Doch warum werden cannabis- und allgemein drogenbezogene Youtuber gebannt?
Werfen wir einen Blick in die AGB von Youtube bzw. Google, genauer gesagt in die Kategorie „Schädliche oder gefährliche Inhalte“:
„Zu den Videos, die unserer Meinung nach gefährliche oder illegale Aktivitäten fördern, zählen Anleitungen zum Bombenbau, Erstickungsspiele, die Verwendung harter Drogen oder andere Handlungen, die ernsthafte Verletzungen zur Folge haben können. Ein Video, das gefährliche Handlungen darstellt, kann zulässig sein, wenn es primär pädagogischen, dokumentarischen, wissenschaftlichen oder künstlerischen Zwecken dient und nicht unnötig grausam ist. Beispiel: Eine Veranschaulichung der Gefahren von Erstickungsspielen ist angemessen, während das Posten von Auszügen dieser Dokumentation ohne Kontext unangemessen sein kann.“
Bei Cannabis handelt es sich weder um eine harte Droge, noch können Aufklärungsvideos wie die von OpenMind (hier wäre jetzt eine Verlinkung zu seinem leider gesperrten Kanal!) ernsthaft als „schädlicher oder gefährlicher Inhalt bewertet werden. Woran könnte es also liegen, dass nun massenweisen Strikes verteilt und Accounts von Youtube geschlossen wurden?

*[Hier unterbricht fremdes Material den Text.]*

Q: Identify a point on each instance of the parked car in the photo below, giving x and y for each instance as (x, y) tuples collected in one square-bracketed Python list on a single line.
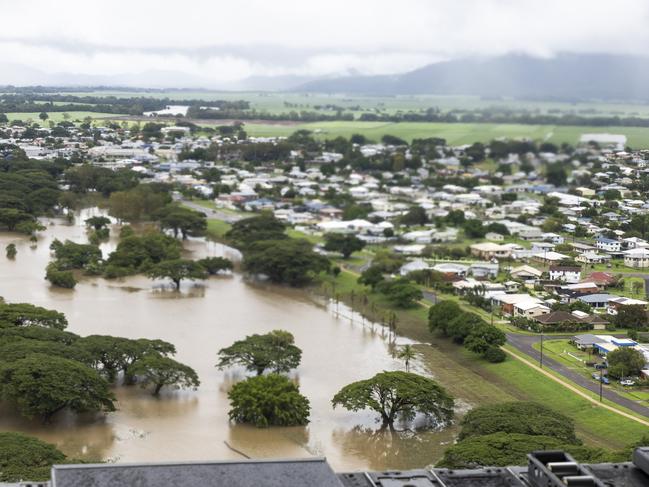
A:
[(603, 378)]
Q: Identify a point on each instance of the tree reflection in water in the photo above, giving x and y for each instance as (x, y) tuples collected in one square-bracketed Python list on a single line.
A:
[(383, 449)]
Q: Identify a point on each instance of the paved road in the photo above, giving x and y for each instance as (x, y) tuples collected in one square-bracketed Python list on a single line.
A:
[(524, 343), (217, 214)]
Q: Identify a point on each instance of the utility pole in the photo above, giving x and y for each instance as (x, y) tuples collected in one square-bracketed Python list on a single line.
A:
[(541, 358)]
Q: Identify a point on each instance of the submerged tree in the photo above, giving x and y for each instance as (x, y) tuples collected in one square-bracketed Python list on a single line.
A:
[(159, 371), (177, 270), (11, 251), (274, 351), (25, 314), (24, 457), (345, 244), (268, 400), (42, 385), (397, 395), (406, 353)]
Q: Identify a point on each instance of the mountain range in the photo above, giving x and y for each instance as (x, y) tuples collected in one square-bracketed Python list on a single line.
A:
[(563, 77)]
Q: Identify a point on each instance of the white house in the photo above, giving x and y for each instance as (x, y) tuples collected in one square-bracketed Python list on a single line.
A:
[(638, 257), (567, 274), (608, 244)]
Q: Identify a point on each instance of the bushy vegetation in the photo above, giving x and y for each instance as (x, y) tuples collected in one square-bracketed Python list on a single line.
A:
[(469, 329), (503, 434), (45, 369), (268, 400)]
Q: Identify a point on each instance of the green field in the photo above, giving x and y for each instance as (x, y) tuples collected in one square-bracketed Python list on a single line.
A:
[(274, 102), (469, 377), (57, 116), (454, 133)]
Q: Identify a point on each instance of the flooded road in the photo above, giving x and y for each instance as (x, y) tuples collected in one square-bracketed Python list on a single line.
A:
[(199, 320)]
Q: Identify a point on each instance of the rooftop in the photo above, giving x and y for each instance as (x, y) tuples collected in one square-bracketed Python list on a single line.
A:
[(544, 469)]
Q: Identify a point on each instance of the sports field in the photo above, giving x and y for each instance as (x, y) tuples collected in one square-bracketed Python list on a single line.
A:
[(282, 101), (454, 133), (58, 116)]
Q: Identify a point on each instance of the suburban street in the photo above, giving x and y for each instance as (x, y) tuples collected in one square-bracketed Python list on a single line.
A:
[(524, 344), (216, 214)]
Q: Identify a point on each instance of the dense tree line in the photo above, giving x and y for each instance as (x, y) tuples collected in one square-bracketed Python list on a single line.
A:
[(503, 434), (42, 102), (44, 369), (268, 251), (469, 329), (28, 189)]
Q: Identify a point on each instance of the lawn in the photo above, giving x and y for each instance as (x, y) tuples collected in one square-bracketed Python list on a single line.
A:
[(58, 116), (217, 228), (596, 425), (454, 133), (281, 102)]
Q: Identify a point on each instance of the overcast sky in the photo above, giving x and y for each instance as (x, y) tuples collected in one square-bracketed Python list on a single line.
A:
[(211, 42)]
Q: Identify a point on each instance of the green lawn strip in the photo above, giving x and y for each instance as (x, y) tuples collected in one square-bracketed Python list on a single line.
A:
[(217, 228), (633, 288), (555, 349), (597, 426), (58, 116), (293, 233), (452, 365)]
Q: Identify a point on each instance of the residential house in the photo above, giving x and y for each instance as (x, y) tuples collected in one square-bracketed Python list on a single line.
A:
[(525, 272), (608, 244), (636, 257), (616, 303), (520, 305), (488, 250), (593, 258), (549, 257), (483, 270), (596, 300), (412, 266), (602, 279), (565, 274)]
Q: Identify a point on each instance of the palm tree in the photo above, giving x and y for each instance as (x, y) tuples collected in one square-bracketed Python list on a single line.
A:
[(407, 353)]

Nachfrage bei „Open Mind“, der uns gegenüber das Ganze folgendermaßen schilderte:
„Nach meinem ersten Strike, hatte ich alle Videos (vor allem Tripberichte), die man auch irgendwie als fragwürdig bewerten könnte, offline gestellt. Dann bekam ich aber 2 Strikes für völlig unproblematische Videos: Den ersten für ein Video, in welchem ich die Drogengesetze in Holland erkläre, und den zweiten für ein Video, in welchem ich im Hanfmuseum zeige, welche Produkte aus Hanf hergestellt werden können. Selbst Gegner meines Kanals würden da doch einsehen, dass solche Videos nicht problematisch sind.“
Das eigentliche Problem sind allerdings Verlinkungen in bestimmten Videobeschreibungen, wie Simon in diesem Video ausführlich erklärt. Links zur bekannten Samenbank Sensi Seeds in der Videobeschreibung wurden von Youtube als Werbung für „gefährliche Inhalte“ angesehen, was dann zu den Strikes Zwei und Drei und somit zur Sperrung des Kanals führte. Auch der als „Der Micha“ bekannte Moderator und Autor Michael Knodt sieht das Problem bei den Verlinkungen in den Videobeschreibungen.
Und was passiert jetzt mit der Youtube-Community?
Die wird, sofern Youtube beim rigorosen Löschprogramm bleibt, wohl Umziehen auf andere Plattformen. Bereits jetzt gibt es auf Twitch, Vimeo oder sogar Pornhub die neu gestarteten Kanäle bekannter Youtuber, die sich ihre Arbeit nicht verbieten lassen.